Another highlight comes courtesy of the revival of Wesley Enoch’s joyous Brisbane musical The Sunshine Club (with music by John Rodgers) which the Australian playwright and former Queensland Theatre artistic director will direct at the QPAC Playhouse from 9 – 30 July. In partnership with QPAC and supported by Production Partner Ergon Energy, the groundbreaking 1999 show will swing audiences into the titular Sunshine Club of 1946 where everyone is welcome and romances bloom.
Big social themes feature at the heart of many of the season’s works, including with Kendall Feaver’s The Almighty Sometimes, a heartfelt family drama that explores the complexities of diagnosing children and raising teenagers towards independence. Under Daniel Evans’ direction, the award-winning play will bring to its audiences serious subject matter with some funny at Bille Brown Theatre from 13 August to 3 September.
March will see the world premiere of the compelling debut work First Casualty at the Bille Brown Theatre, supported by Production Partners BDO Australia, the Landmark Productions Fund and Legacy Queensland. The work, written by a serving soldier and veteran of Iraq and Afghanistan, Christopher Johnston, to be directed by Lee Lewis, will, from 12 March to 9 April, take its audiences to the high point of the war in Afghanistan in 2011. The story of soldiers more than war, promises authenticity in its depiction of the triumphs, tragedies, strains and sacrifices of defence force personnel.

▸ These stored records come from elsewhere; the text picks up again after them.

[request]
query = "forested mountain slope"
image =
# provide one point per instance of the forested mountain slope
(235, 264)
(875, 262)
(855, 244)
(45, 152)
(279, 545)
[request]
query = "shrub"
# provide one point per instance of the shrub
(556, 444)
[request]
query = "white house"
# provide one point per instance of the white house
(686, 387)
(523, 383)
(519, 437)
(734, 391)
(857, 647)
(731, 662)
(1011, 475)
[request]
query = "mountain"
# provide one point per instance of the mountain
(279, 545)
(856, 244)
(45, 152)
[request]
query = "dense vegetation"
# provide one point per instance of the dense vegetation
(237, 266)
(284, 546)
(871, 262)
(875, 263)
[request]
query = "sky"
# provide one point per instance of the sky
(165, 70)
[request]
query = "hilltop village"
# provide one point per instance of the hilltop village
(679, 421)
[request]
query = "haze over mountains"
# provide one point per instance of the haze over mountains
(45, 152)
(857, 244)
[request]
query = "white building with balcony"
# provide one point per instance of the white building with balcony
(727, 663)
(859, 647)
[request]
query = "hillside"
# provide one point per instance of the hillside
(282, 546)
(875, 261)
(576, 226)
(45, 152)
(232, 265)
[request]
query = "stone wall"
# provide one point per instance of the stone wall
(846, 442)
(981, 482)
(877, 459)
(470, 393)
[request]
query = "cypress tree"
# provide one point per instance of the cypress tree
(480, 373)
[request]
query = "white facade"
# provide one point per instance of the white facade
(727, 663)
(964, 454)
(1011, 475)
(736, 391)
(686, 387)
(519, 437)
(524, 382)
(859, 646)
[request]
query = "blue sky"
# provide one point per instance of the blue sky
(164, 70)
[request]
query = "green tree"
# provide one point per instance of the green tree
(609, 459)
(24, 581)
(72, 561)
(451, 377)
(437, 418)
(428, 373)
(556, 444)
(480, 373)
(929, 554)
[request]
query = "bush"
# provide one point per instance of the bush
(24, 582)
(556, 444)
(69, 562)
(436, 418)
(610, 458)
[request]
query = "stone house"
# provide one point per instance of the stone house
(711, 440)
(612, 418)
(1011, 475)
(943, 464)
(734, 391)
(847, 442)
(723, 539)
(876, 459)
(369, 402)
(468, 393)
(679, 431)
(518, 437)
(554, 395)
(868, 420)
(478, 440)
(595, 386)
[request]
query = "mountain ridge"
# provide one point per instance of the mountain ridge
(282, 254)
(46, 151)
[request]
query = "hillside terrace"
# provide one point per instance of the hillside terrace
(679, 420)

Also more intimate in its focus is the world premiere of “don’t ask what the bird look like” by Hannah Belanszky, which will be directed by Isaac Drandic at the Bille Brown Theatre from 30 April to 14 May. This gently funny, almost gothic tale about land, family and reconnection from an exciting new First Nations voice promises to be a heart-warming meditation on the search for identity and belonging with a light touch of humour and a philosophical undercurrent.

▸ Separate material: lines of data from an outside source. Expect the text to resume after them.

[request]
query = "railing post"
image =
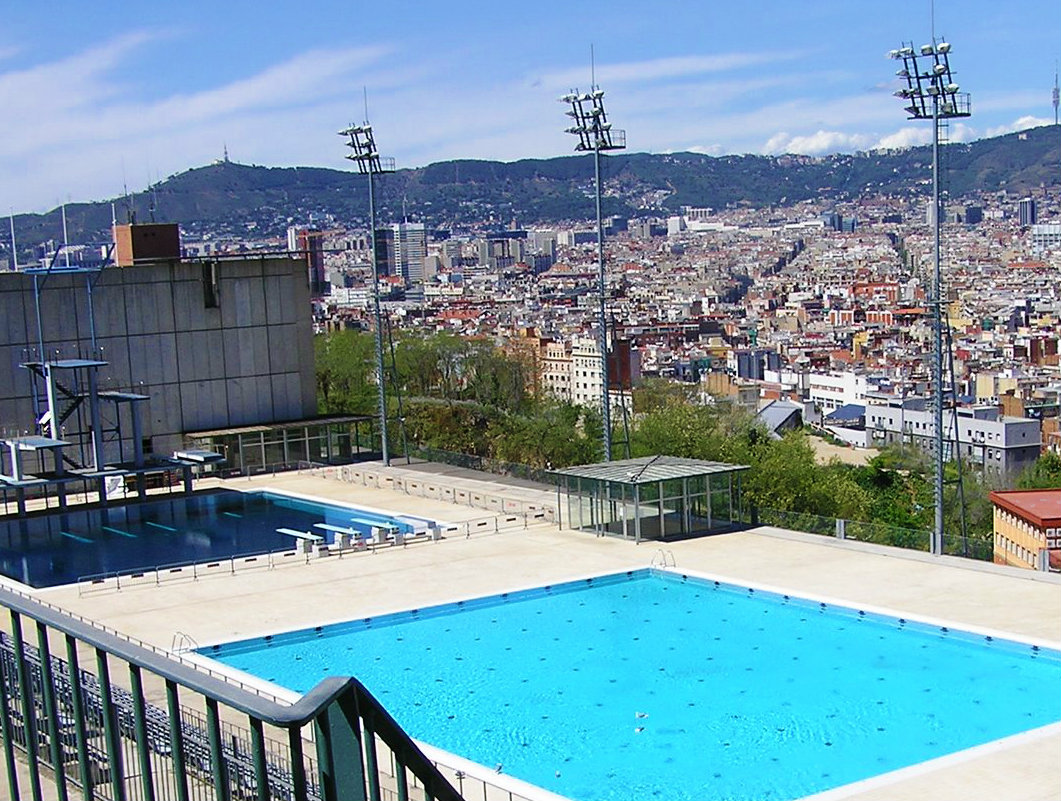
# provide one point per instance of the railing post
(29, 709)
(218, 764)
(176, 741)
(110, 732)
(337, 738)
(142, 745)
(261, 765)
(51, 713)
(6, 733)
(77, 702)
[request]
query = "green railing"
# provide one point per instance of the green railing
(93, 715)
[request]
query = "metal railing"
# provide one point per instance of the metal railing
(101, 734)
(431, 487)
(859, 530)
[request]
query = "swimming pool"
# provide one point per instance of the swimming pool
(648, 684)
(57, 549)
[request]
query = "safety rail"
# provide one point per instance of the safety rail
(103, 733)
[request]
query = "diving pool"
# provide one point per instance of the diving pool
(63, 547)
(654, 684)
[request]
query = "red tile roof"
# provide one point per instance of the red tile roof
(1041, 507)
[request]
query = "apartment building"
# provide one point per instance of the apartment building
(998, 445)
(1027, 528)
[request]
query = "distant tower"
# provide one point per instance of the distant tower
(1026, 211)
(1057, 94)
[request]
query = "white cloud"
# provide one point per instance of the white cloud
(609, 74)
(817, 143)
(908, 137)
(91, 124)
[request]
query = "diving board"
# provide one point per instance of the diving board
(300, 535)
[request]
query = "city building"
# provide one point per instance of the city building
(1003, 446)
(1027, 528)
(1026, 212)
(308, 245)
(212, 345)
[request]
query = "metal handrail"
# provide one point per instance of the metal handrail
(312, 707)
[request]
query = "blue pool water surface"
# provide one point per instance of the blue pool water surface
(648, 684)
(57, 549)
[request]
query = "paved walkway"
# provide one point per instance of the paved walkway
(225, 607)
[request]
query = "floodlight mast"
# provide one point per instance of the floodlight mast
(933, 94)
(369, 163)
(596, 134)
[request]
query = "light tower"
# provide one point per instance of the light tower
(369, 163)
(596, 134)
(932, 94)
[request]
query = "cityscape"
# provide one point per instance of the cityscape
(533, 453)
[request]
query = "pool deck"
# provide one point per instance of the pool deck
(256, 602)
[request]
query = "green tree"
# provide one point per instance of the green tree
(346, 372)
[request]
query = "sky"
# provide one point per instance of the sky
(97, 97)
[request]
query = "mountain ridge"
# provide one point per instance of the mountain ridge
(228, 198)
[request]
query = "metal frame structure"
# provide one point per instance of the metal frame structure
(362, 142)
(90, 732)
(596, 134)
(932, 93)
(649, 498)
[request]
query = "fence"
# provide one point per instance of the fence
(103, 734)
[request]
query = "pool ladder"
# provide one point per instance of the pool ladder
(183, 642)
(663, 559)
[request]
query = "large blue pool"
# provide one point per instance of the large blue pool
(57, 549)
(648, 684)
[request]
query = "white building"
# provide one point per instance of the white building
(831, 390)
(997, 445)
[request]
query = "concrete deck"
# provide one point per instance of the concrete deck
(981, 596)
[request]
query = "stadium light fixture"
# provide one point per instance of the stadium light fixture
(597, 135)
(932, 93)
(364, 154)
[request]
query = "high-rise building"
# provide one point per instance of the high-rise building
(400, 250)
(308, 244)
(1026, 210)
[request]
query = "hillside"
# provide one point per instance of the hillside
(248, 201)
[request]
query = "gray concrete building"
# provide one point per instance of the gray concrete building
(998, 445)
(213, 345)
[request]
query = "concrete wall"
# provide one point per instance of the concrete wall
(239, 358)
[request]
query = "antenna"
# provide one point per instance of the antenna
(66, 239)
(1057, 93)
(14, 250)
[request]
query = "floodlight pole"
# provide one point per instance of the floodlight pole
(937, 545)
(602, 312)
(934, 84)
(595, 133)
(369, 163)
(378, 318)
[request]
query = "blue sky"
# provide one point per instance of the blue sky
(97, 94)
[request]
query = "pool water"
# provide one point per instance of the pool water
(648, 684)
(57, 549)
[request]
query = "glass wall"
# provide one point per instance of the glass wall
(656, 510)
(260, 449)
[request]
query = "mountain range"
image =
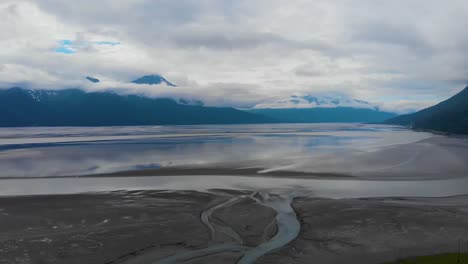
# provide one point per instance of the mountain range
(74, 107)
(449, 116)
(324, 114)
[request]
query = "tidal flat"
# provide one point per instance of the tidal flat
(230, 194)
(225, 226)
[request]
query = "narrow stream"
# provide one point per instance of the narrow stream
(288, 229)
(287, 223)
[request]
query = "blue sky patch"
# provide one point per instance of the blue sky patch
(67, 46)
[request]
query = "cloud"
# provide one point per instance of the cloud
(243, 52)
(67, 46)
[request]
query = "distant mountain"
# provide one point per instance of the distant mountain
(324, 115)
(91, 79)
(153, 79)
(313, 101)
(448, 116)
(74, 107)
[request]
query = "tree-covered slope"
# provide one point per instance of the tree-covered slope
(448, 116)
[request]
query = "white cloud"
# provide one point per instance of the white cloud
(244, 52)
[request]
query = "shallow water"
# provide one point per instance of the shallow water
(384, 160)
(301, 187)
(64, 151)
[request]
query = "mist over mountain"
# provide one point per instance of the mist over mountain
(74, 107)
(153, 79)
(448, 116)
(312, 101)
(324, 115)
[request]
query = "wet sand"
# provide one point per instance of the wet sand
(222, 226)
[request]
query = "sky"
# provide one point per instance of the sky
(402, 55)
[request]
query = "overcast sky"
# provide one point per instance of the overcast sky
(400, 54)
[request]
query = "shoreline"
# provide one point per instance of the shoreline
(132, 227)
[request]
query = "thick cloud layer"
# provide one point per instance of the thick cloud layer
(402, 55)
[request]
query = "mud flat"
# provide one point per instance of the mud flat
(223, 226)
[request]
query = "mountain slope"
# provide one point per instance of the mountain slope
(448, 116)
(324, 115)
(73, 107)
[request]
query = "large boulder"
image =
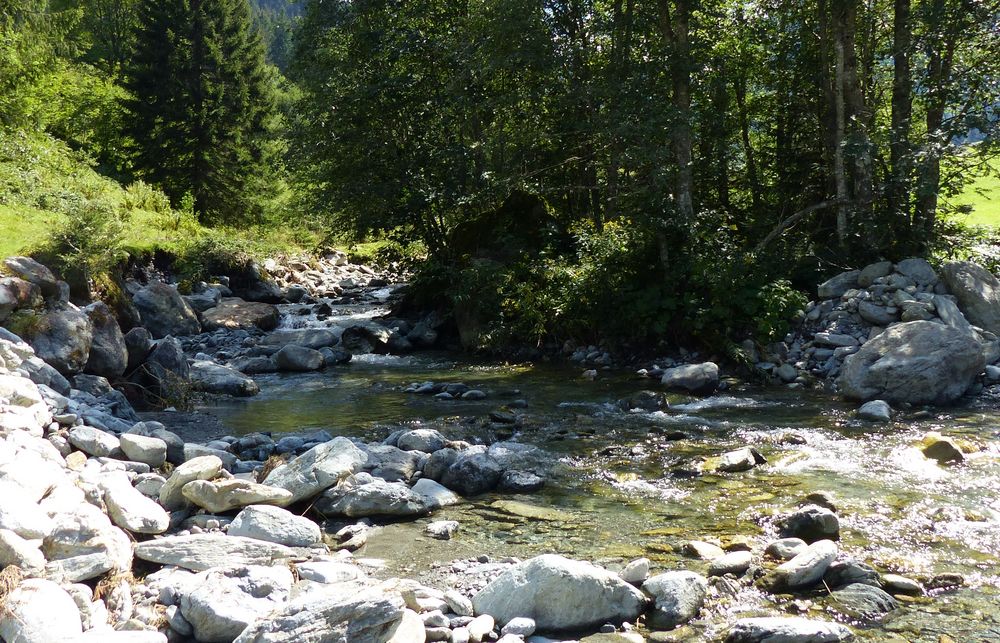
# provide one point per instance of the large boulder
(919, 362)
(696, 378)
(223, 602)
(33, 272)
(560, 595)
(210, 377)
(977, 291)
(63, 337)
(233, 313)
(164, 312)
(318, 469)
(332, 613)
(108, 352)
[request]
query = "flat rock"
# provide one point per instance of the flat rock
(560, 594)
(199, 552)
(780, 629)
(276, 525)
(219, 496)
(318, 469)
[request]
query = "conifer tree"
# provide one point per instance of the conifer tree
(202, 106)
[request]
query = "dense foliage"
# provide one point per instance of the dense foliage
(693, 156)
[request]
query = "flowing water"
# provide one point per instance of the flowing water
(622, 487)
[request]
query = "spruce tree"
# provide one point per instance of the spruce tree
(202, 106)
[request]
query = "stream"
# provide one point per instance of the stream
(623, 485)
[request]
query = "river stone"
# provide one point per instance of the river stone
(39, 611)
(108, 353)
(164, 312)
(33, 272)
(233, 313)
(918, 362)
(199, 552)
(696, 378)
(871, 272)
(875, 411)
(298, 358)
(837, 285)
(678, 596)
(315, 338)
(426, 440)
(318, 469)
(131, 510)
(807, 567)
(223, 602)
(141, 448)
(937, 447)
(202, 468)
(787, 629)
(276, 525)
(785, 548)
(435, 495)
(210, 377)
(810, 523)
(736, 562)
(472, 473)
(62, 338)
(94, 441)
(374, 498)
(220, 496)
(977, 291)
(20, 552)
(862, 601)
(333, 613)
(560, 594)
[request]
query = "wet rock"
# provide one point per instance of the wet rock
(276, 525)
(875, 411)
(560, 594)
(806, 568)
(696, 378)
(810, 523)
(937, 447)
(62, 338)
(332, 614)
(374, 497)
(740, 460)
(164, 312)
(298, 358)
(27, 615)
(442, 529)
(787, 630)
(210, 377)
(425, 440)
(678, 596)
(318, 469)
(223, 495)
(315, 338)
(233, 313)
(737, 562)
(785, 548)
(917, 362)
(108, 352)
(863, 602)
(223, 602)
(199, 552)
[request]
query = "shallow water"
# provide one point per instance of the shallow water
(618, 499)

The season of complex and richly diverse stories will conclude with a one of home and celebration of immigrant and refugee stories, as well as our common humanity. With hippies, cowboys and a ninja battle on stage at the Bille Brown Theatre, under the direction of Lee Lewis, the wild hip hop romance of Qui Nguyen’s American heartland road trip take Vietgone looks set to bring some pulp fiction style surprises along with its humour and songs (original music by Shane Rettig) to its 29 October – 19 November season.
Queensland Theatre’s season of eight plays, including two world premieres, represents a now particularly treasured opportunity to bring community together, regardless of how the reality of the year to come may pan out. And given the vibrancy of its diverse 2022 program, audiences can now only await with fingers crossed anticipation for a fantastic year filled with theatre.